Wyszukiwanie

Wpisz co najmniej 3 znaki i wciśnij lupę
Reklama
Polska

Żurek mówi o „państwie policyjnym”. Odpowiedź poszkodowanego przez sądy: Boicie się odpowiedzialności dyscyplinarnej!

Gorąca dyskusja toczyła się wczoraj w programie \"Studio Polska\" na antenie TVP Info. Tematem była m.in. reforma wymiaru sprawiedliwości. W rozmowie uczestniczyli m.in. rzecznik prasowy KRS, sędzia Waldemar Żurek oraz Marek Kubala – jedna z osób poszkodowanych przez wymiar sprawiedliwości w Polsce.

Marek Kubala stracił dorobek swojego życia poprzez złą decyzję urzędnika. Przez 11 lat walczył o uniewinnienie, a przez kolejne pięć - o odszkodowanie za poniesione straty – zarówno zdrowotne, moralne, jak i finansowe.

Reklama

W 1987 roku rozpoczęła się moja droga w dorobku własnej działalności gospodarczej . W 1999 roku podjąłem decyzję życia, za którą zapłaciłem teraz wysoką cenę . Zostałem Autoryzowanym Dealerem Seata, podjąłem wielkie inwestycje i zobowiązania finansowe.
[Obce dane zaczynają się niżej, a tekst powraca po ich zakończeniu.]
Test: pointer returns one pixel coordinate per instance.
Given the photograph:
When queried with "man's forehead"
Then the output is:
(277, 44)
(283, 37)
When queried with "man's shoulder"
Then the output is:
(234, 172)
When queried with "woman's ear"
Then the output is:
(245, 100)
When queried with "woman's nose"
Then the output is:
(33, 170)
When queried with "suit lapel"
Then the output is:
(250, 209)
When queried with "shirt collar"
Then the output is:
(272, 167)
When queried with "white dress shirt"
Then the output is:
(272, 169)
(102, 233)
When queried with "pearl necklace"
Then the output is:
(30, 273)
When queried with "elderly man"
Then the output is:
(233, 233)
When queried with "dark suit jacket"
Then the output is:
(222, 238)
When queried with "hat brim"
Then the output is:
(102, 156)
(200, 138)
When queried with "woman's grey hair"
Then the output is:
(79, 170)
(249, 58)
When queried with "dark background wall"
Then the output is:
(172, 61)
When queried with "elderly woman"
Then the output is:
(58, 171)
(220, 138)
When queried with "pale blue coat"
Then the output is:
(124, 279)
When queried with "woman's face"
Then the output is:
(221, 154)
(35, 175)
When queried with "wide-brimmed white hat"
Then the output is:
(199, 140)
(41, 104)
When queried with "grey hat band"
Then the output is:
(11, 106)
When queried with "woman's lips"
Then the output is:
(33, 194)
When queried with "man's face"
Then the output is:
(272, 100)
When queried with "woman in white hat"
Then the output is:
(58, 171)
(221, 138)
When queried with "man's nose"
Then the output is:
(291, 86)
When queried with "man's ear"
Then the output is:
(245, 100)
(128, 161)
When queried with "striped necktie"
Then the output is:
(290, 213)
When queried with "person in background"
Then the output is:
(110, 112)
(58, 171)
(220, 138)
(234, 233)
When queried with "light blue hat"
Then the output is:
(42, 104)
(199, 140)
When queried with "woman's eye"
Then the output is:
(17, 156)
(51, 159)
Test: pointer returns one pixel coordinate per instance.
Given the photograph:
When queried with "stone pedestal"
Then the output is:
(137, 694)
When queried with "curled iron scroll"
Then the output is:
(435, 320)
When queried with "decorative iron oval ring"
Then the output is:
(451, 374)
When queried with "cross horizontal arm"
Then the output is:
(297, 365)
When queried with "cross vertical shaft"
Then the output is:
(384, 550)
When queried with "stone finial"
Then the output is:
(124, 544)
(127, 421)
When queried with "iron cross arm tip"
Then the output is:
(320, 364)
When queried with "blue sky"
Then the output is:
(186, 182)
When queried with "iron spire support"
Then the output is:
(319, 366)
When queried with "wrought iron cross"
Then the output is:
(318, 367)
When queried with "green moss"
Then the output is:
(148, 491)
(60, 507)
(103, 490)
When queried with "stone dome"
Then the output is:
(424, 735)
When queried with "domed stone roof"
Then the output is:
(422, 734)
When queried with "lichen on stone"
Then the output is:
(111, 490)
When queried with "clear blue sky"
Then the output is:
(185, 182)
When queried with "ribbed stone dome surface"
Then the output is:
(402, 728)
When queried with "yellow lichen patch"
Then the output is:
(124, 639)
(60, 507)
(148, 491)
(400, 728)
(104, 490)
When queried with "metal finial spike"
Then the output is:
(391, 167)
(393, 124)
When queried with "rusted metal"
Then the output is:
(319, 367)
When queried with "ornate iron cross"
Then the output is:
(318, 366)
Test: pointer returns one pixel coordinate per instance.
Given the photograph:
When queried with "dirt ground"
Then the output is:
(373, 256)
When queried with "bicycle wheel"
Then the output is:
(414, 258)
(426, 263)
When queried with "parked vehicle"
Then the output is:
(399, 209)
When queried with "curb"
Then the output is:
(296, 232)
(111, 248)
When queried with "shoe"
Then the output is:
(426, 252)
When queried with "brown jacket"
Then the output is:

Wszystko straciłem w jeden dzień 13.12.2000 r, kiedy o 6:00 rano organy ścigania dokonały napaści na moje życie, na moją rodzinę. Wystarczyło niespełna trzy miesiące wielkiej nagonki medialnej ze strony prokuratury na mnie, abym stracił wszystko 

– wyjaśniał niegdyś Kubala.

Uczestniczył on w obradach sejmowej komisji sprawiedliwości i praw człowieka, które odbyły się w tym tygodniu. Był tam też sędzia Waldemar Żurek, rzecznik prasowy KRS, zagorzały przeciwnik reformy polskiego wymiaru sprawiedliwości. 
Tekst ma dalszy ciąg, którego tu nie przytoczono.